Yeast-induced blood agglutination

One of the biggest achievements of this module was successful yeast-mediated induction of blood agglutination. Yeast cells (transformed EBY100 cells) used in this experiment were displaying scFv against the Human Antigen A (HuA). Yeast cells that served as a negative control were the exactly same cells (EBY100), but without anti-HuA display plasmid. Donor of the blood had A+ blood group. Our modified yeast cells could therefore interact with the antigen A on the surface of the red blood cells. The experiment proved capability of the modified yeast cells to agglutinate blood. This reaction should be at the very end of the signal transduction pathway and formation of blood clumps in a blood sample should indicate the presence of the particular cancer cells.

The master experiment

Module 3 - Master experiment results show modest activation in mixed cultures with induced location tag display. Two repeated experiments were performed and compared to pure cultures. Signaling pathway activity in mixed cultures was greater than the linear combination of activities measured in the pure cultures.

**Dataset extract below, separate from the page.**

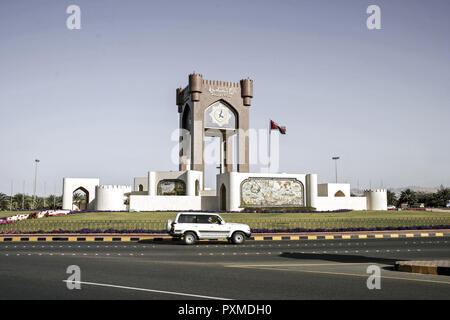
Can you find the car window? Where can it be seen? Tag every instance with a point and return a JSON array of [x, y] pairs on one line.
[[208, 219], [187, 218], [203, 219]]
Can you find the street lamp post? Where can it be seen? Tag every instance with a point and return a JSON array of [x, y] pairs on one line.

Influence of the relative position of the yeast cells to each other on the pheromone pathway signal transduction was examined in our last experiment. Two different yeast strains were used. The first type displayed Anti-EpCAM scFvs on its surface and also produced wild-type mating pheromones after the induction with copper sulfate solution. The second type displayed EpCAM proteins on its surface and also had a reporter plasmid that could react to concentrations of wild-type mating pheromone in the environment by GFP production. In other words, fluorescence was dependent on the concentration of wild-type mating pheromone in the proximity of the reporter yeast cell.

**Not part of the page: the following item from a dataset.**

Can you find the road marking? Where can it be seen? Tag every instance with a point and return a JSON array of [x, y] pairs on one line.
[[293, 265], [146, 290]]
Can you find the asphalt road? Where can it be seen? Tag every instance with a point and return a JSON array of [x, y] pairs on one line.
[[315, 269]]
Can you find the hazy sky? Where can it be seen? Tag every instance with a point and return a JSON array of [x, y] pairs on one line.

This experiment confirmed that the fluorescence of the reporter type yeast cells is indeed dependent on the activation with a mating pheromone. It also suggested that clumping dependent on the expression of complementary proteins helps this activation. Yeast cells with a reciprocal affinity for each other should stay close, and thus the frequency and intensity of the signal should increase. We observed this exact mechanism that was dependent on the display of complementary proteins on the yeast cell surface. Yeast cells that were unable to bind each other showed a decreased intensity of fluorescence.

References

1. ↑ Zhao, H.,Shen, Z.-M., Kahn, P. C. and Lipke, P. N. (2001). Interaction of α-Agglutinin and a-Agglutinin, Saccharomyces cerevisiae Sexual Cell Adhesion Molecules. Journal of Bacteriology, 183(9), 2874–2880. doi:10.1128/JB.183.9.2874-2880.2001
2. ↑ Lipke, P. N. and Kurjan, J. (1992). Sexual agglutination in budding yeasts: structure, function, and regulation of adhesion glycoproteins. Microbiology and Molecular Biology Reviews, 56(1), 180-194.
3. ↑ Boder, E. T. and Wittrup, K. D. (1997). Yeast surface display for screening combinatorial polypeptide libraries. Nature Biotechnology, 15, 553-557. doi:10.1038/nbt0697-553
4. ↑ Baird, C. et al. (2012). Yeast Display scFv Antibody Library User’s Manual. Richland, WA: Pacific Northwest National Laboratory.
5. ↑ Wasilenko, J. L. et al. (2010). Cell Surface Display of Highly Pathogenic Avian Influenza Virus Hemagglutinin on the Surface of Pichia Pastoris Cells Using alpha-Agglutinin for Production of Oral Vaccines. Biotechnology Progress, 26(2), 542-547. doi:10.1002/btpr.343.